Although this method will generate false positive and false negative labelling errors, the author notes that the former are rare (by definition) and the latter decay exponentially for high-dimensional time series. Once the "labelled" dataset is created, it is then a simple matter to train a classifier and the talk notes that both neural nets and random forests perform comparably well.

One really neat aspect of this work is that it also introduces a novel way to interpret anomalies for root-cause analysis. The aim here is to figure out which dimensions contribute most to an anomaly score and the talk proposes a method based on integrated gradients. Here the basic idea is to identify which dimensions of the time series must be changed to transform an anomalous point into a normal one.

I think the methods in this paper can have a direct impact in my day job and I'm interested to see how it performs on the challenging Numenta Anomaly Benchmark. Since the code is open-sourced, this will be a nice weekend project!


A single architecture creates high-fidelity particle simulations of various interacting materials.

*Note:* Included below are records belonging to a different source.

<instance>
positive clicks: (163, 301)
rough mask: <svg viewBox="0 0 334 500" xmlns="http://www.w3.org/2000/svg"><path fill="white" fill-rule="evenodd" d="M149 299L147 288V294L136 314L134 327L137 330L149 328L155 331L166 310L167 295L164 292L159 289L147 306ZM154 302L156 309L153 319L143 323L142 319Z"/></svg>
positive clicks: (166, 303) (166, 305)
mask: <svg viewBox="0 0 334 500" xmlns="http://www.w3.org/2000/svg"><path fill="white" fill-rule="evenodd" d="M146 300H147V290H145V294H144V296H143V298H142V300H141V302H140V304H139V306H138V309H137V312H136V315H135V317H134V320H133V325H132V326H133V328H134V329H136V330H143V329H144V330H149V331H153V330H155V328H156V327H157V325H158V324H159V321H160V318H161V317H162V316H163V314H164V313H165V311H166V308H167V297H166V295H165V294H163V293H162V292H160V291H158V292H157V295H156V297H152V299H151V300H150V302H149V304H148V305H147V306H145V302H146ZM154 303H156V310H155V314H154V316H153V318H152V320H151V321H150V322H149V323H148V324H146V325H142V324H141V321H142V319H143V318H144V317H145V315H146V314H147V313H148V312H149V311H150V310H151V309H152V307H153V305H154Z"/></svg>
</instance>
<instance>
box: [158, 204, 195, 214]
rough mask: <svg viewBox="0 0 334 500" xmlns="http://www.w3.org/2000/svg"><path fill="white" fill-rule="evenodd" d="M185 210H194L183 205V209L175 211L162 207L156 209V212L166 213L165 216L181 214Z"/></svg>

I'm a sucker for flashy demos and this talk from DeepMind didn't disappoint. They propose an "encode-process-decode" architecture to calculate the dynamics of physical systems, where particle states are represented as graphs and a graph neural network learns the particle interactions.

During training, the model predicts each particle's position and velocity one timestep into the future, and these predictions are compared against the ground-truth values of a simulator. Remarkably, this approach generalises to thousands of timesteps at test time, even under different initial conditions and an order of magnitude more particles!3

I think this work is a great example of how machine learning can help physicists build better simulations of complex phenomena. It will be interesting to see whether this approach can scale to systems with billions of particles, like those found in dark matter simulations or high-energy collisions at the Large Hadron Collider.

1. Downscaling is needed because naively training on a $224^2 \times 3$ sequence length would blow up the memory of the largest TPU!

2. A linear probe refers to using the model as a feature extractor and passing those features through a linear model like logistic regression.

3. The authors ascribe this generalisation power to the fact that each particle is only aware of local interactions in some 'connectivity radius', so the model is flexible enough to generalise to out-of-distribution inputs.

4. Quote from Stephen Merity's brilliant Single Headed Attention RNN: Stop Thinking With Your Head.

5. For example, in a medical context where a patient's vitals may only be measured if the doctor orders a test.

6. And even if you did, supervised approaches tend to experience 'model rot' quite quickly when dealing with vast streams of data.